Il passe ses mains sur mes épaules, et grimace.
- Et tu ne sens pas la rose... Punaise je suis vraiment désolé de ne pas t'avoir surveillé, mais je ne pensais pas que tu finirais complètement saoule...
J'esquisse un fin sourire.
- Il s'est passé quoi ? me demande-t-il en me jaugeant.
Le regard glacial de l'inconnu de tout à l'heure me revient soudainement en face. Je le chasse en me secouant la tête. Ce n'est qu'un petit idiot de passage, et le citer ne servirait à rien.
- Je... J'ai dansé et ai seulement renversé mon verre sur mes vêtements.
Il ricane, mais passe néanmoins sa main sur son front, comme si j'étais stupide, ce qui est totalement vrai. Il regarde ensuite sa montre, et écarquille les yeux.
- Merde ! Je n'ai pas vu l'heure passer ! Faut y aller Anna !
Il m'attrape par le bras pour que nous sortions de la fête, mais je le retiens.
- Nooon... Je ne veux pas partir, c'est cool de danser enfaite...
Et je lâche un rire de drogué, qui me surprend moi-même. Alex soupire, et semble se creuser la tête pour trouver une idée qui me fera changer d'avis. C'est mort, je ne veux pas rentrer. Pas parce que la fête est géniale, au contraire, je la trouve nulle. Mais seulement parce que j'ai la mauvaise impression que quelque chose de mauvais m'arrivera lorsque je rentrerai. Et j'ai beau me creuser la tête, je n'arrive pas à savoir quoi. De plus, l'alcool dans mon sang ne me facilite pas la tâche.
- Ok d'accord, marmonne Alex. Eh bien, si je te disais que si tu me suis dehors, j'appellerai tous mes copains les Bisounours pour qu'ils viennent te faire de gros câlins ?
Head-Shot.
Alexandre Wylde sait où frapper. Mes yeux s'écarquillent.
- Quoi ?! Les Bisounours ?! Mais depuis quand as-tu contact avec eux ?! Et tu ne me l'as même pas dit ?! Tu n'es vraiment pas digne d'être mon ami là, t'es au courant ?!
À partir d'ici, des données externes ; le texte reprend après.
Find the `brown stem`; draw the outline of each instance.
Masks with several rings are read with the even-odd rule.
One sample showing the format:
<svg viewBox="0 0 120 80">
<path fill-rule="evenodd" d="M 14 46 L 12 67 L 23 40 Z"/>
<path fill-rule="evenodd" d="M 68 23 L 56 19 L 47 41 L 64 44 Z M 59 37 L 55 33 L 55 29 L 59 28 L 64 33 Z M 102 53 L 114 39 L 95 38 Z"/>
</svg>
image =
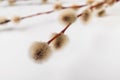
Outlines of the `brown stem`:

Ses lèvres s'étirent en un sourire moqueur, mais je m'en fiche pas mal. Je suis à deux doigts de rencontrer les Bisounours là !
- Oui oui, je suis désolé Nana', mais mes amis voulaient garder le secret. Néanmoins, si tu me suis, je te les fais rencontrer !
Je suis à la limite de sauter sur place en criant d'excitation, alors je me contente de le prendre dans mes bras, et de le serrer fort. Je l'entends marmonner : "T'es vraiment défoncée ma parole...".
Je finis alors par le suivre dehors, en réfléchissant sérieusement à ce que je vais bien pouvoir emmener dans ma valise pour rencontrer mes nouveaux et futurs amis. Alors que nous entrons dans la voiture d'Alex, un détail me vient en tête.
- Mais les Bisounours vivent dans les nuages et les arcs-en-ciel, alors comment on fait pour les rejoindre ? lui demandai-je, plus que sérieuse, alors qu'il m'attache.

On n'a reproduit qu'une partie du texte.